Yammine et al. evaluated craving and post-nicotine cessation body weight in smoking persons with prediabetes or obesity (n = 84) who were adjunctively assigned to placebo or extended-release exenatide in combination with NRT or no medication [26]. After six weeks of intervention, exenatide increased the incidence of smoking abstinence by 19.5%, demonstrating higher posterior probability compared to placebo (PP = 96.5%) [26]. The Questionnaire of Smoking Urges (QSU), which measures craving for nicotine revealed significantly lower urges to smoke in persons assigned to exenatide when compared to placebo [26]. Notably, there was a substantial difference in post-nicotine cessation body weight between the two groups, wherein the experimental group weighed 5.6 pounds less than placebo-treated participants at study endpoint [26].

A separate study enrolled 255 participants with moderate nicotine dependence and investigated whether adjunctive dulaglutide would aid in smoking cessation [27]. Participants were randomly assigned to either placebo or dulaglutide in combination with varenicline and behavioural counselling as part of a 12-week intervention period, with follow-up visits at weeks 24 and 52 [27]. The primary outcome, self-reported and biochemically confirmed abstinence at week 12, revealed no significant difference between the dulaglutide and placebo groups, with 63% and 65% abstinence rates, respectively [27]. Notwithstanding the non-significant difference between groups, participants assigned to dulaglutide exhibited lower post-nicotine cessation weight gain at the 12-week mark (− 1.0 kg) than the placebo group (+ 1.9 kg) [27].

The long-term effect of GLP-1RAs on nicotine abstinence, as well as rates of return-to-smoking behaviour, has also been preliminarily evaluated.
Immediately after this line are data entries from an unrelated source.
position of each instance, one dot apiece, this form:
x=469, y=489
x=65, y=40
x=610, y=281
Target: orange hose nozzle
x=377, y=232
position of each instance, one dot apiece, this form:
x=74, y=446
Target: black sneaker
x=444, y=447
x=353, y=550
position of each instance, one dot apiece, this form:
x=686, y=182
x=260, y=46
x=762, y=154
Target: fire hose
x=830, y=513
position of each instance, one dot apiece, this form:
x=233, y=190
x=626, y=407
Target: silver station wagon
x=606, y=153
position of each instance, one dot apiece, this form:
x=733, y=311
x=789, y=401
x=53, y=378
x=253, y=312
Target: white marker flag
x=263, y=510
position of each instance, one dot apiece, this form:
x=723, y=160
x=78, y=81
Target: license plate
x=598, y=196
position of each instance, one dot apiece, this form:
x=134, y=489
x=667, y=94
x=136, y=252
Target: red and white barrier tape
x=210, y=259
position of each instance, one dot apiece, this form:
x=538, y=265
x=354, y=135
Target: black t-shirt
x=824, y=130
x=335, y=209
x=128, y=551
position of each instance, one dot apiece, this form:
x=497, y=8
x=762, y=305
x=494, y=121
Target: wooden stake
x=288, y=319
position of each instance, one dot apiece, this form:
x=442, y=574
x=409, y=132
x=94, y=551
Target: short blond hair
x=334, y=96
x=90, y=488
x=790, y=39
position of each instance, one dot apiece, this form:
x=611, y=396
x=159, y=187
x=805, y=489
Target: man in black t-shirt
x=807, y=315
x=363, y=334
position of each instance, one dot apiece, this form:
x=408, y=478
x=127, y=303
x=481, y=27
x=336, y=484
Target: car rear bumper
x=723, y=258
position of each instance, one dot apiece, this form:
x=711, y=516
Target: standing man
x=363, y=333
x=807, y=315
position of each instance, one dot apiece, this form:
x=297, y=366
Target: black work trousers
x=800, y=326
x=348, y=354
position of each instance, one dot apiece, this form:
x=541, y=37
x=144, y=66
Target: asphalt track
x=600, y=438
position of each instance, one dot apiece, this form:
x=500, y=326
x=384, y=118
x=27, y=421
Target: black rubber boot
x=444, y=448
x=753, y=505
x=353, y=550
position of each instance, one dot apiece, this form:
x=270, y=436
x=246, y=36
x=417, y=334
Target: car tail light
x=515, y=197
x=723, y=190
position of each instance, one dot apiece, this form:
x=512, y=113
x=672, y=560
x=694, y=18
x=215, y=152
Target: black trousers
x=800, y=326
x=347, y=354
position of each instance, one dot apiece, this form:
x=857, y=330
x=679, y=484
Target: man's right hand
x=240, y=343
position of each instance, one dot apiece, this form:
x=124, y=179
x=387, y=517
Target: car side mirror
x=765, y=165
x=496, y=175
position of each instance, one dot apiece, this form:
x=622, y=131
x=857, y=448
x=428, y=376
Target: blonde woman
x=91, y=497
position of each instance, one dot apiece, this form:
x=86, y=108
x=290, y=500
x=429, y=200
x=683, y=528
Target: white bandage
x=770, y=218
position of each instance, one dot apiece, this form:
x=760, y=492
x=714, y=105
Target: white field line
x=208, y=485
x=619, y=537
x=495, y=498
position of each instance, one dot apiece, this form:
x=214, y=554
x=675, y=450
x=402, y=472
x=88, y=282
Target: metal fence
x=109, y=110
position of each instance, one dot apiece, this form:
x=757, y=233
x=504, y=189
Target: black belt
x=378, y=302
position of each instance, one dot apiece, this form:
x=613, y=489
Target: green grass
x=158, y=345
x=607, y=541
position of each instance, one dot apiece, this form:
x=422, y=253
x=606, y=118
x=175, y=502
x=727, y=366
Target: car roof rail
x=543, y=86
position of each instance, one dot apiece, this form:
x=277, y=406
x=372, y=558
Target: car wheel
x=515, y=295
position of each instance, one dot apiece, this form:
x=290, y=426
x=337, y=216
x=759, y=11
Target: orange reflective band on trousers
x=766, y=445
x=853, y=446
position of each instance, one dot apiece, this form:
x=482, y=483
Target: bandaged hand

Luthi et al. conducted a 12-month follow-up study that included participants who underwent a smoking cessation intervention program with dulaglutide or placebo in combination with standard care [28]. At week 52, prolonged abstinence rates were 29% and 27% for dulaglutide and placebo, respectively [28]. Collectively, findings suggest that GLP-1RAs may actively mitigate smoking cessation success, long-term abstinence, and post-nicotine cessation weight gain with overall good acceptability  [20,21,22,23,24,25,26,27,28].